The bill reduces federal criminal exposure and postal compliance burdens to preserve mail-based lawful firearms commerce and ease administrative duties, but it also removes federal enforcement tools and vetting that help trace and deter illegal firearm shipments, potentially raising public-safety risks and shifting costs to taxpayers and postal operations.
Gun owners, small firearms dealers, and ammunition sellers will face fewer federal postal restrictions when shipping firearms or components, preserving lawful commerce and making transfers by mail easier.
Individuals previously charged under 18 U.S.C. §1715 (and people at risk of such charges) will have those federal prosecutions ended or the federal offense removed, eliminating the threat of federal convictions and penalties tied to that statute.
The bill simplifies the federal criminal code and reduces administrative and enforcement burdens on postal employees by removing an obsolete offense and eliminating new disclosure/recordkeeping requirements.
Residents and communities (particularly in urban areas) and law enforcement could face higher public-safety risks because easier mailing of concealable firearms and components may increase availability and diversion into criminal markets.
Federal and local law enforcement (and prosecutors) will lose tracing, investigative, and prosecutorial tools tied to postal regulation of firearms shipments, making it harder to detect, trace, deter, and punish interstate illegal trafficking by mail.
Taxpayers and postal workers may bear new or shifted costs — from vacating convictions (refunds, re-litigation, or civil claims) and from limiting the Postal Service's ability to require security/recordkeeping for mailed firearms — if illicit shipments or administrative burdens rise.
Based on analysis of 3 sections of legislative text.

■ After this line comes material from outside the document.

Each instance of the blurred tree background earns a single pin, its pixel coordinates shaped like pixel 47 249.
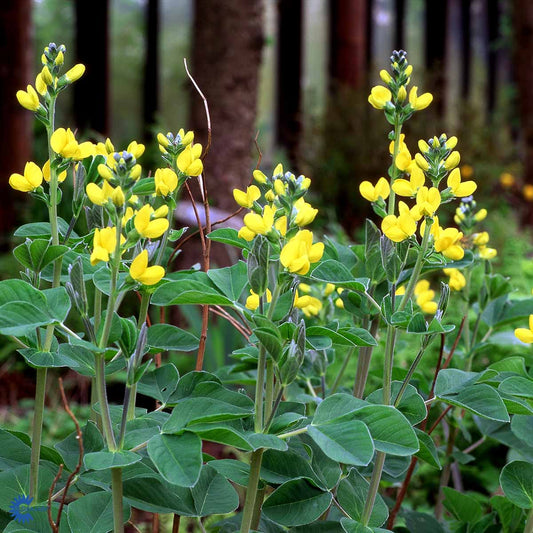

Introduced April 28, 2025 by Sheri Biggs · Last progress April 28, 2025
Repeals the federal criminal prohibition on mailing concealable firearms and bars the Postmaster General from issuing any rule that bans or materially limits the mailing of firearms, ammunition, or components or that requires disclosure of seller/customer records or firearm serial numbers. The repeal applies retroactively to prosecutions pending on the date of enactment, including cases on appeal.